Not unlike his fellow U.K. singer-songwriter Nick Lowe, Robyn Hitchcock presents his art with a lightness that can seem unserious. Yet his long shelf of work—from 1979’s A Can of Bees, when he was leading the Soft Boys, to Shufflemania!, his 22nd solo album—has withstood the changes that turn witty novelty into withered memory.
Although the latest record does follow its predecessor, Robyn Hitchcock, by five years, which is a conspicuously long gap for the man, it shows none of the weariness that a listener might expect from a creator who turns 70 next March.
Perhaps his musical friends keep him young: the Raconteurs’ Brendan Benson provides drums, bass guitar, organ, vocals, and a garage-rock pile-on aesthetic to the opening track, “The Shuffle Man,” while the Smiths’ Johnny Marr is a prime sinuous mover for the shimmery folk strumming of “The Inner Life of Scorpio.”
Familiar personnel show up—Wilco’s Patrick Sansone and Soft Boys alumnus Kimberley Rew are notable examples—and Hitchcock takes comfort in their expert company. He unearths spiritual sensuality in the twang of “The Feathery Serpent God,” stomps a pub-rock foot to the beat of “The Sir Tommy Shovel,” and blows his harmonica like it’s a mystery locomotive’s call in “Midnight Tram to Nowhere.”
Lyrically, Hitchcock avoids the smartass side of his humor and stirs the motes of mysticism floating in everyday air, and his voice, while not technically dazzling when holding a note or melody, emanates immense expressiveness, quavering toward a falsetto on “The Man Who Loves the Rain” or bottoming out in “The Raging Muse.”

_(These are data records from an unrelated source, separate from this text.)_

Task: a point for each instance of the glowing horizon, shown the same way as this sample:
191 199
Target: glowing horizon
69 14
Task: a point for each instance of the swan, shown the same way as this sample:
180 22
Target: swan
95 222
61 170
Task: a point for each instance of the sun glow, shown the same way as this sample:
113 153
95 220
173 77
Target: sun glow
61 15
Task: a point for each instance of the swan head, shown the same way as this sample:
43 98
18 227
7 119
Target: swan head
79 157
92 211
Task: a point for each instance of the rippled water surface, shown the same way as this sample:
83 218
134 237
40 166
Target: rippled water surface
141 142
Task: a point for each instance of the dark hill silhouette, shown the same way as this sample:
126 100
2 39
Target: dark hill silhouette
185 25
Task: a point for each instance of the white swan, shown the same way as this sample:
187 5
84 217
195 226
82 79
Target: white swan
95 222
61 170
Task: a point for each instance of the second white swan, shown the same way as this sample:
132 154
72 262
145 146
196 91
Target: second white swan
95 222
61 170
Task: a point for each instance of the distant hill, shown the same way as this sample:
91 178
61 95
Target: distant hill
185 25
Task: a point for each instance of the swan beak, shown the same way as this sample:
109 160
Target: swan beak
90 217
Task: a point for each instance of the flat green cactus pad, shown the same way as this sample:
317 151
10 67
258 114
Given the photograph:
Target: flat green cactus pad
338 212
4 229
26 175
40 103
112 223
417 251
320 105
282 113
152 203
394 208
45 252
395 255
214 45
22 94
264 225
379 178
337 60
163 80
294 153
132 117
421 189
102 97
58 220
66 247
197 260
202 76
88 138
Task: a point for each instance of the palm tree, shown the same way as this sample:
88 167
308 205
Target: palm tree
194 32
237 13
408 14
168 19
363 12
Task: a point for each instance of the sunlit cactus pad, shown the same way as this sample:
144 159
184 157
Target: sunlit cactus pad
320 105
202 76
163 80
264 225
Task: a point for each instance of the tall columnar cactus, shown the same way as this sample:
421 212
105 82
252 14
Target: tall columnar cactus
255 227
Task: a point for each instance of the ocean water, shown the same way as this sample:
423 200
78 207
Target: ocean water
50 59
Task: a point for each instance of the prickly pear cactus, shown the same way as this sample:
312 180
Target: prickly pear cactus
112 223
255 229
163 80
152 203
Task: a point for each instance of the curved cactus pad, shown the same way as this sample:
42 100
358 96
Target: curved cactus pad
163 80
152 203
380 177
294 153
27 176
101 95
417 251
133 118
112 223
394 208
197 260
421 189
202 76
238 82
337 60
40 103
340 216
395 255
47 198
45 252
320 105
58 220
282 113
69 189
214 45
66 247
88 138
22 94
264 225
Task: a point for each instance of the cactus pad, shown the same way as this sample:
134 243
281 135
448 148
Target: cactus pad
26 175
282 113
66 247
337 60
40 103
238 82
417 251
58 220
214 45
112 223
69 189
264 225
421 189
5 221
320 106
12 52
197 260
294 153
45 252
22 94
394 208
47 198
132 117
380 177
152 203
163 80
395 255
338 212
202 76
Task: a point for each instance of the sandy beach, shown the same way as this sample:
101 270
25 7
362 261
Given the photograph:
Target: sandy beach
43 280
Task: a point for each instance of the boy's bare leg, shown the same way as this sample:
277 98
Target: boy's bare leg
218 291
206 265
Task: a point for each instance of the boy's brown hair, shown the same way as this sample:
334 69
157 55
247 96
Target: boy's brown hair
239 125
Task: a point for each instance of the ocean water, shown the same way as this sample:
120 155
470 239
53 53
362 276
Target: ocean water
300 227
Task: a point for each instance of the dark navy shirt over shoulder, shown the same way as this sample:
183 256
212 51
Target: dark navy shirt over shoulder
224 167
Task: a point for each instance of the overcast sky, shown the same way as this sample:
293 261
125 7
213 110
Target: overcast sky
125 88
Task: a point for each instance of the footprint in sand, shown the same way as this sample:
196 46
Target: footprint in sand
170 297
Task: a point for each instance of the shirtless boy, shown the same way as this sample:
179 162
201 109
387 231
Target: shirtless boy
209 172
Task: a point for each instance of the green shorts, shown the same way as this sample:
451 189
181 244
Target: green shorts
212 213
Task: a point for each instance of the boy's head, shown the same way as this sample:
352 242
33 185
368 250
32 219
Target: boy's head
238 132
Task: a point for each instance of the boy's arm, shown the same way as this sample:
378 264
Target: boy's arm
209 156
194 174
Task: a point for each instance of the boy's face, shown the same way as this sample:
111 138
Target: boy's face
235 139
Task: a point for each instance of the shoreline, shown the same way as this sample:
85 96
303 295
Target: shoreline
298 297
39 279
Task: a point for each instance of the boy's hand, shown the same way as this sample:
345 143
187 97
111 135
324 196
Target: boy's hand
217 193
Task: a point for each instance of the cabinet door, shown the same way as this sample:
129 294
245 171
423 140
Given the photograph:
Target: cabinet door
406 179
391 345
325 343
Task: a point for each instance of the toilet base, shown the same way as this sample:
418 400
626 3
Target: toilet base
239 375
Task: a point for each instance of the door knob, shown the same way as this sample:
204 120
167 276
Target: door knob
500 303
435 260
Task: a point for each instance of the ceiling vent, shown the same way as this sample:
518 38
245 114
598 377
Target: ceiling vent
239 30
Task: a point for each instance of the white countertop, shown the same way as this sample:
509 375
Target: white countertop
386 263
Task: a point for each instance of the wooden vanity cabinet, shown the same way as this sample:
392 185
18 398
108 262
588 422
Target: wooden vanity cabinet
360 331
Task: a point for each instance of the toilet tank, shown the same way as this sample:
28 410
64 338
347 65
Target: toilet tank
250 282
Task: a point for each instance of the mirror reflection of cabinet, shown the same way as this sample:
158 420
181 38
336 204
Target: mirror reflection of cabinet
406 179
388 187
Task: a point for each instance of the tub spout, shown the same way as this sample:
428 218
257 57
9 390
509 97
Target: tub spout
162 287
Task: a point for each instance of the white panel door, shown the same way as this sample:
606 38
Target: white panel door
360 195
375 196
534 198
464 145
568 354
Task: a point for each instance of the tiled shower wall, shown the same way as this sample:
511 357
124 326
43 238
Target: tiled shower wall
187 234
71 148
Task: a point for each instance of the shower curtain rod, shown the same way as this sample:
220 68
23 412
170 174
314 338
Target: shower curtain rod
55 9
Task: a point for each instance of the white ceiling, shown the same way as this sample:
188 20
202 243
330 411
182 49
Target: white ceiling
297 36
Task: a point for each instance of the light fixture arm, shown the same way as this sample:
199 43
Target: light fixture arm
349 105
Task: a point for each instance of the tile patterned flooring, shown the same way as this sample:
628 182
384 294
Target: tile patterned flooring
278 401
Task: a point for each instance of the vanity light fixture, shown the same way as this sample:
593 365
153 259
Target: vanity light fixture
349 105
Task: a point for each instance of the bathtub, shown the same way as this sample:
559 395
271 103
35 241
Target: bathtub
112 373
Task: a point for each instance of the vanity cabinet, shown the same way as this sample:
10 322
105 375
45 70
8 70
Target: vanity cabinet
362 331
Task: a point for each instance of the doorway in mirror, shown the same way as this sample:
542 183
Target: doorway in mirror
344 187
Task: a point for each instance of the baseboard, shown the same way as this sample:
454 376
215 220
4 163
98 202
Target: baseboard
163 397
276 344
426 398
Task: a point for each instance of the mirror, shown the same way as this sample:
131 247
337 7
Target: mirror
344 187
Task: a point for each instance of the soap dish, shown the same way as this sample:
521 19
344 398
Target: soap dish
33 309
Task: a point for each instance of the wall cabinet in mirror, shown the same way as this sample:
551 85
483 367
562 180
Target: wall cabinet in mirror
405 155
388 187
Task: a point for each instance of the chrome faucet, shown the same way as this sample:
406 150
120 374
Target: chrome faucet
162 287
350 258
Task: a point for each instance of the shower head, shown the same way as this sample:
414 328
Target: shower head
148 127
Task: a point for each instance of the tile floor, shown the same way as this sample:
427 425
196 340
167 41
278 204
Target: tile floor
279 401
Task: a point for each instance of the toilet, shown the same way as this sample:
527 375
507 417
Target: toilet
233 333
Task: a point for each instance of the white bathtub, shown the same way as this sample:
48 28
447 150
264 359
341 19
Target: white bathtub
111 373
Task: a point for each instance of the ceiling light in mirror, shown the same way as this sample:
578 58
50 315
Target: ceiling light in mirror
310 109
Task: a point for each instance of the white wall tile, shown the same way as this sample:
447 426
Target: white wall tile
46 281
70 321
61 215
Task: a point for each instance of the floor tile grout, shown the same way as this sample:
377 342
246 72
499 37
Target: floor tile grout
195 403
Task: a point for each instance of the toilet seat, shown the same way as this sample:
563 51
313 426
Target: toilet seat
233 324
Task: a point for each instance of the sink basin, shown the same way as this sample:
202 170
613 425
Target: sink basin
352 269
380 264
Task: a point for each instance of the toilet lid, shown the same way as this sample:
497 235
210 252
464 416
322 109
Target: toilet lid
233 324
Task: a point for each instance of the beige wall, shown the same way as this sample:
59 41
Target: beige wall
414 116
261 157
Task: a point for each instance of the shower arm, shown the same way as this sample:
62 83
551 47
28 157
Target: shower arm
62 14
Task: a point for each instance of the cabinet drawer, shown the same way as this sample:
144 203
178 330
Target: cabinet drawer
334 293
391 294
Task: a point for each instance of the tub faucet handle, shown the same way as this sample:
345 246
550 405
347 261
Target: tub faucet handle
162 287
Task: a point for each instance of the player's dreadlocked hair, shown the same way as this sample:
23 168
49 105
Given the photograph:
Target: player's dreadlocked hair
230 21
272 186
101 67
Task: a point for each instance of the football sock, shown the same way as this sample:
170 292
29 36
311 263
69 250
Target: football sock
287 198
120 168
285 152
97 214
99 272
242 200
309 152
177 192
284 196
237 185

He closes with “One Day (It’s Being Scheduled),” his faux-lullaby version of John Lennon’s “Imagine”—Lennon’s son, Sean Ono Lennon, supplies several instruments—and it’s both hopeful and grim, beautiful and intelligent. With Shufflemania!, Robyn Hitchcock remains serious about his craft and decidedly unsolemn about almost everything else.